Search by GSE
Closed this issue · 5 comments
Hi, is the abstract searching the canonical way to load experiment by GSE ID? If yes, there is a better way: you could download GEO metadata file: https://ftp.ncbi.nlm.nih.gov/sra/reports/Metadata/SRA_Accessions.tab and look up GSE to SRP mapping there. I think it would be a super useful feature.
Interesting, though searching via GEO should also point you to the SRP id. For example, searching GEO for GSE69351 leads to https://www.ncbi.nlm.nih.gov/geo/query/acc.cgi?acc=GSE69351 which includes the SRP id in the bottom part of the page.
The abstract search we provide is very rudimentary and we are not really trying to re-create all the possible ways you can find SRP ids.

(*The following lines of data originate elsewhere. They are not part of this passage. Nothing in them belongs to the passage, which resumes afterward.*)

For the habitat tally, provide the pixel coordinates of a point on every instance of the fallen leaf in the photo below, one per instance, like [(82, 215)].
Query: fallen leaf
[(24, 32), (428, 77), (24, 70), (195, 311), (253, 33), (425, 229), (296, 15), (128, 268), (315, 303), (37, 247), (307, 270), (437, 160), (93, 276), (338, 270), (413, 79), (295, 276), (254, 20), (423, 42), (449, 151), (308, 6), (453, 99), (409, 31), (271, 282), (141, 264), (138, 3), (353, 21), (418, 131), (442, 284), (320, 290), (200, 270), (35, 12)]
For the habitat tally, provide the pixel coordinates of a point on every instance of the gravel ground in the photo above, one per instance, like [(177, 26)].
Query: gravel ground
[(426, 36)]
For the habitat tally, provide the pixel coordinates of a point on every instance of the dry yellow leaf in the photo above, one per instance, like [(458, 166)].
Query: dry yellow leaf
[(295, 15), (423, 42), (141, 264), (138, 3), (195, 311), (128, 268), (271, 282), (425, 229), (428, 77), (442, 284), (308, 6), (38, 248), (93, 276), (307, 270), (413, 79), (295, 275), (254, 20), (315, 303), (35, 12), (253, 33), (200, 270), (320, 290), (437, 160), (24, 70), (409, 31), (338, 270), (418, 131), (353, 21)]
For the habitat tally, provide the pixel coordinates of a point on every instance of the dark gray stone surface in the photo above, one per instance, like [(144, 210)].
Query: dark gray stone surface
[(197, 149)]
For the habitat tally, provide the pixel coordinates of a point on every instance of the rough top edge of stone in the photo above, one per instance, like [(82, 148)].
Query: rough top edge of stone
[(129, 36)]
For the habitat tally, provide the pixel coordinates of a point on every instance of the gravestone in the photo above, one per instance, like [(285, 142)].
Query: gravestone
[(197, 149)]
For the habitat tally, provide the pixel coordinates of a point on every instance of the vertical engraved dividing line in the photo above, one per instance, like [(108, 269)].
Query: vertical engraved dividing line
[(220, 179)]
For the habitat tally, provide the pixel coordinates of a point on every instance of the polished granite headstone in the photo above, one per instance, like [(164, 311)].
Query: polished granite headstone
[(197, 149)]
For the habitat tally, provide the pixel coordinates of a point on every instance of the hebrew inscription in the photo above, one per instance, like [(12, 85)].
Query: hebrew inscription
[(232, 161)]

I just thought that as you provide a table with abstracts in your package it also would be nice to include references from other databases directly, as an additiononal column in abstracts table or any other standrartd way, whatever is the easiest.

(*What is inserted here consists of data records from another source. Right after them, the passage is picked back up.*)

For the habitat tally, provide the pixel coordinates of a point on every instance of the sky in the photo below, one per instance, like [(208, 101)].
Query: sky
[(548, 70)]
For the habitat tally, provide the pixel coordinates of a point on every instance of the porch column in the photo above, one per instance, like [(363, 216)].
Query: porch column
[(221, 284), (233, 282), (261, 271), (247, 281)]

I'm closing this issue since we have now released recount3
and we don't really plan on updating recount2
. The search functionality though is still limited. This suggestion by @assaron is still interesting for recount3
.
@ChristopherWilks, do we have the GSE IDs on recount3
for the samples downloaded from SRA? I think that the answer might be yes though not on the metadata files we load. Like, I see some info under sra.study_title
which would be enough for searching by text, though it's not it's own separate column.
At the sample level, I see sra.sample_name
(ran the first example at http://research.libd.org/recount3/reference/create_rse.html).
We discussed having GEO/Pubmed linked in at one point earlier this year (IIRC), and I did work on linking from the original SRA human v3 set, but didn't release anything. So any GEO related accessions are whatever was in the SRA metadata parsed out of the original submitted XMLs as a by product, not intentionally.
It's something that could be revisited, I can give what I've done so far to someone else. It might be a reasonable first project for a new student to work on.
I see, thanks for the clarification Chris!